His best music has a tortured spiritual tension: “Addicted to this money like it's porn, man, I need it,” he cries on “Loser Monologue.” On maybe his most intoxicating song to date, “Music and Me,” fakemink wrestles between material decadence and an ascetic lifestyle, which fans interpreted as an internal struggle he’s going through as a Muslim. “Would you ever trade your life for desire?” he raps breathlessly, seemingly unsure of the answer. He isn’t a philosopher, but his jaded yet joyous internal monologues hit for a generation of kids who, as fakemink groans on the shivery “Zealousy,” feel “always so fried” and “never know why.”

His rise has really accelerated in the last few months, trampolined by hits like “LV Sandals” with EsDeeKid and Rico Ace, the frayed bloghouse bounce of his and Suzy Sheer’s “Easter Pink,” and “MAKKA,” a collab with Ecco2k and Mechatok that’s like a Skins theme for the 2020s. There has been no full-length project since his 2023 mixtape London’s Saviour, just a relentless streak of loosies.

His shtick isn’t too radical when you zoom out. Part of the appeal certainly comes from the popular notion that there’s been a void of new rap megastars in the younger generation, and the disdain some people have for “empty” SoundCloud rap pyrotechnics. fakemink satisfies both the oldheads and the new-gens, the moshpit NPCs and the technical obsessives. In Drake's case, he's clearly latching onto whatever he thinks is cool as an attempt to stay relevant. Like his idol Dean Blunt, it can at times feel like fakemink’s coasting off enigmatic rawness; hooks like "Terrified, feel it under your skin/How much of yourself are you gonna lose 'til you win?" gesture at depth without going much further than vague aphorisms. People perceive him as thinking hard about every decision he makes, but he recycles a lot of the same lyrical tropes—about striving, winning, being existentially confused. Maybe his self-professed homebody nature means he doesn’t have many stories to tell, just the flexes and aspirations swirling in his brain. It remains to be seen whether this is his ceiling or if he’s able to shape a full vision out of the two sides of his sound—the introspective depth of earlier music like London's Saviour with the glinting adrenaline of his latest single “Braces.”
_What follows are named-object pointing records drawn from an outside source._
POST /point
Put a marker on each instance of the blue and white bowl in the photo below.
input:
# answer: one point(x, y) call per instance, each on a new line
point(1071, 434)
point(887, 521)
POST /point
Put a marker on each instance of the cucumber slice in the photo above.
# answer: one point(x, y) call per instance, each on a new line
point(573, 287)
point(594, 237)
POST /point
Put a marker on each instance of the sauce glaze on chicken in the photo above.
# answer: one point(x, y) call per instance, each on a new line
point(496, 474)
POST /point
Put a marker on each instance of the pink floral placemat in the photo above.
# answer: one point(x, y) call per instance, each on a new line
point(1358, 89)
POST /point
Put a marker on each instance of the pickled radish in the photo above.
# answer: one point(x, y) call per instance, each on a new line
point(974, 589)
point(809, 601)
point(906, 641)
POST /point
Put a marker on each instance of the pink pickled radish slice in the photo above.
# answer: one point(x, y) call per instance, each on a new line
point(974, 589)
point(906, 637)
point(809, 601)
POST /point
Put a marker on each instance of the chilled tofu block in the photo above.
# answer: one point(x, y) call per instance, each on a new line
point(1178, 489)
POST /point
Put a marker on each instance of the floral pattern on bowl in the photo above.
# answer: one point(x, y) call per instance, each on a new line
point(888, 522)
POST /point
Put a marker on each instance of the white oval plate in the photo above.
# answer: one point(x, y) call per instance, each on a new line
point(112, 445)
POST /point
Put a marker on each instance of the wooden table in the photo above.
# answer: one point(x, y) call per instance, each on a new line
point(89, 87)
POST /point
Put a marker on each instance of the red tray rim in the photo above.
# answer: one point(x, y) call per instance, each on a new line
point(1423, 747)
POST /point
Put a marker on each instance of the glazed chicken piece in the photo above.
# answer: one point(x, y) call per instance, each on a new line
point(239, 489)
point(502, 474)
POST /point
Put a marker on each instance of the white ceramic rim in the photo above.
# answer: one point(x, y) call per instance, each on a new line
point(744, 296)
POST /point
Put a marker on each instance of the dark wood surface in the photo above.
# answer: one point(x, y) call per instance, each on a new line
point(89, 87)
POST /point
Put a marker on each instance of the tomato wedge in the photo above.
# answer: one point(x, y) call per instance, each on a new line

On X, he regularly writes “Today Is My Favourite Day,” along with encouraging exhortations to appreciate every little moment. He seems like the kind of guy to unironically post “Live Laugh Love,” someone almost excruciatingly aware of the passage of time, keen to squeeze every second for all its worth. “For 8 years I performed to an audience of none, My biggest fan was my laptop screen. Believe in yourself for 10 years n see where it takes you,” he wrote the other week. Disney-style optimism is an attractive trait for someone in a generation wracked by doom and anxiety. I hope the industry doesn’t suck the passion out of him.